My first guess at answering this question is not very technical, but I want a more technical answer. Essentially, the question is to have "time" be unchanging. That is, the time of the day stays the same. We achieve this by moving across time zones. The earth is divided into 24 time zones each. if we're traveling at an altitude of 30,000 ft. Then the width of each time zone at our altitude should be approximately (not all time zones are equally spaced) should be $(1/24)*(2*\pi (r_{earth} +30,000ft))\approx 1039$ miles. Additionally, we need to cover each time zone in one hours time. Thus, $v_{aircraft} = 1039$ $mi/hr$. A quick google search turned up that the fastest aircraft (the Lockheed SR-71 Blackbird) has achieved a speed of 2193 mi/hr. So, assuming my approximation is somewhere near the real answer, this seems doable.
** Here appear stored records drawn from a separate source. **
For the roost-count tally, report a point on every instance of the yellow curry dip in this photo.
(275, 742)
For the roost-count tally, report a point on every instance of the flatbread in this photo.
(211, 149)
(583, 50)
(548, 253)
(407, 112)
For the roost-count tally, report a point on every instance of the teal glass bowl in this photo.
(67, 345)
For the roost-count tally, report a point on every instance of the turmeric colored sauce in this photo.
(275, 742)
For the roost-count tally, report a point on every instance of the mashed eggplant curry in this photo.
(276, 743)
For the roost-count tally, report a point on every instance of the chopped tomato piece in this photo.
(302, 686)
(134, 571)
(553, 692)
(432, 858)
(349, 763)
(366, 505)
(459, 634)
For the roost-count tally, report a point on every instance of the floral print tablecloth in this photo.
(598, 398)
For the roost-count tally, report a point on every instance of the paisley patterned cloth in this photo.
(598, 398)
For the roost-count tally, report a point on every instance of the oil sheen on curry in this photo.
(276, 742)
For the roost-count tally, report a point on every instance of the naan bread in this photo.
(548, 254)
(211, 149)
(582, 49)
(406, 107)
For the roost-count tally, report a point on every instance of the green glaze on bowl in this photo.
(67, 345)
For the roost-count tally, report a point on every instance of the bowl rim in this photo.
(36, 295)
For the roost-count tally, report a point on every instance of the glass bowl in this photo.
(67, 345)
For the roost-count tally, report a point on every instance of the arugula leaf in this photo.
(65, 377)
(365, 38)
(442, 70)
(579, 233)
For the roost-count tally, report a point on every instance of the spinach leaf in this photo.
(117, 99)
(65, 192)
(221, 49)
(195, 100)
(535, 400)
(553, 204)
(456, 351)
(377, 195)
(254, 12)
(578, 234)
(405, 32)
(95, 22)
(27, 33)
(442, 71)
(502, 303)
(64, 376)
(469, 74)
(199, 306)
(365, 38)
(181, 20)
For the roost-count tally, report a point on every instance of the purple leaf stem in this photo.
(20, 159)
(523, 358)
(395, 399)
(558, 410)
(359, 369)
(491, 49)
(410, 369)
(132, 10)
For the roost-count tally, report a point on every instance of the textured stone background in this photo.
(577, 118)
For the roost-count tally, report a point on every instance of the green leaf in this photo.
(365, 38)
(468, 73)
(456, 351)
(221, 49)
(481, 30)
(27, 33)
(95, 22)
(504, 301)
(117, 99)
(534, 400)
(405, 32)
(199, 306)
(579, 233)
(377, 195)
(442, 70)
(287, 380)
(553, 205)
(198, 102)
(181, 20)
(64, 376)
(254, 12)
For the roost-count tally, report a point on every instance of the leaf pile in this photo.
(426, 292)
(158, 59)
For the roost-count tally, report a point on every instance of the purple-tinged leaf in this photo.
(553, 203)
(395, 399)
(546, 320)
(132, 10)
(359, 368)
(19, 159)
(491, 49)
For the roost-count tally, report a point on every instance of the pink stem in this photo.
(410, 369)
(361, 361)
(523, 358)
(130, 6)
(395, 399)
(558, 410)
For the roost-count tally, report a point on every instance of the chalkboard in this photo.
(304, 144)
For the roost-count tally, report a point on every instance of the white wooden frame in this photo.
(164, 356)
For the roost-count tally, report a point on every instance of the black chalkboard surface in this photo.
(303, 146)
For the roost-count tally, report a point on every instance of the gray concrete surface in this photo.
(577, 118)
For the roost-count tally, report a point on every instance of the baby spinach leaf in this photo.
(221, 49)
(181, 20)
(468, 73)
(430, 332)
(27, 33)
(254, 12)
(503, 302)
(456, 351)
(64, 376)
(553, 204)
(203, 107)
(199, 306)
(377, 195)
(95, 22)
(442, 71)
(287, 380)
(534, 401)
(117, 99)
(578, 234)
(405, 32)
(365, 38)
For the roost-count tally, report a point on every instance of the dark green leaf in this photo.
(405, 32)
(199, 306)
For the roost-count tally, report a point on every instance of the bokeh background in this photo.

So, is my approximation in the right ballpark? Can someone take a more rigorous approach to this problem and find a better approximation than mine?
Edit: There appears to be aircrafts that can achieve much faster speeds than the aircraft I noted above.
Best Answer
good computation ...
let's assume that the plane flies on the equator , the earth circumference D= 40075 km ( wiki earth ) , its mean radius R= 6371 km and the altitude a= 10000 ft = 9.144 km. The day length d = 24h ( and not 23.9344 h in this case )
The upper circumference C = $D * (R+a) / R $ and the speed to be Sun oriented stationary is $C / d = 40075 * (( 6371+9.144) / 6371 ) / 24 = 1672.2 km/h = 1039.1 miles/h$